Güncel olarak uygulanan ve halihazırda yürürlükte olan kriterler ise 2018 yılında yayımlandı ve günümüze kadar da herhangi bir güncelleme yapılmadı.
Mevcut Kriterler Neler?
Genel olarak TTK ve KGK düzenlemeleri kapsamında denetime tabi tutulacak şirketlerin aşağıda belirtilen üç ölçütten herhangi ikisini tek başına veya bağlı ortaklıklarıyla arka arkaya iki hesap döneminde aşan şirketler denetime tabi olarak değerlendirilmektedir.

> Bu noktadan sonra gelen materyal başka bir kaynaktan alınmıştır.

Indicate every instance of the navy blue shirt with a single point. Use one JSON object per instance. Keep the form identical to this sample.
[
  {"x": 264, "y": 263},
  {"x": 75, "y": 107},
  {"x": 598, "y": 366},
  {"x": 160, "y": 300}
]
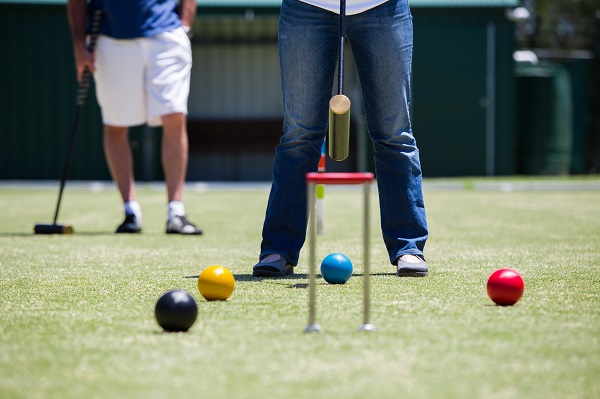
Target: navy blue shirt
[{"x": 128, "y": 19}]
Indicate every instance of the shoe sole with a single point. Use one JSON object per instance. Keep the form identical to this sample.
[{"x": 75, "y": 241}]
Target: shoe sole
[
  {"x": 412, "y": 274},
  {"x": 185, "y": 234},
  {"x": 260, "y": 272}
]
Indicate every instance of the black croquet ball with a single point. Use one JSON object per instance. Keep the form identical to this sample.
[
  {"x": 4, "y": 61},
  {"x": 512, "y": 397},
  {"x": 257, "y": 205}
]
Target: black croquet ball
[{"x": 176, "y": 311}]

Sıra | Ölçüt | Asgari Tutarlar |
1 | Aktif Toplam | 35 milyon TL |
2 | Net Satış Hasılatı | 70 milyon TL |
3 | Çalışan Sayısı | 175 Kişi |
Avrupa Birliği Direktifi Ne Getiriyor?
KGK, yıllar itibarıyla kriterleri planlı bir şekilde düşürürken hem piyasadaki denetime tabi tutulan şirketlerin kalitesini hem de AB düzenlemelerini göz önünde bulundurarak hareket etti. Ancak son dönemlerde döviz kurları öylesine artışlar kaydetti ki evdeki hesap çarşıya uymadı. Bu durum düzenleyici otoriteler açısından da öngörülebilir değildi.
AB düzenlemeleri kapsamında hedeflenen kriterler aktif toplam için 4 milyon Euro, net satış hasılatı için 8 milyon Euro ve çalışan sayısı 50 kişi olarak ele alınıyor. Mevcut durumda 2021 yılı sonundaki Euro kuruyla hareket etsek dahi Türk Lirası cinsinden AB kriterlerinin çok çok altında kaldığımızı gözlemleyebiliriz.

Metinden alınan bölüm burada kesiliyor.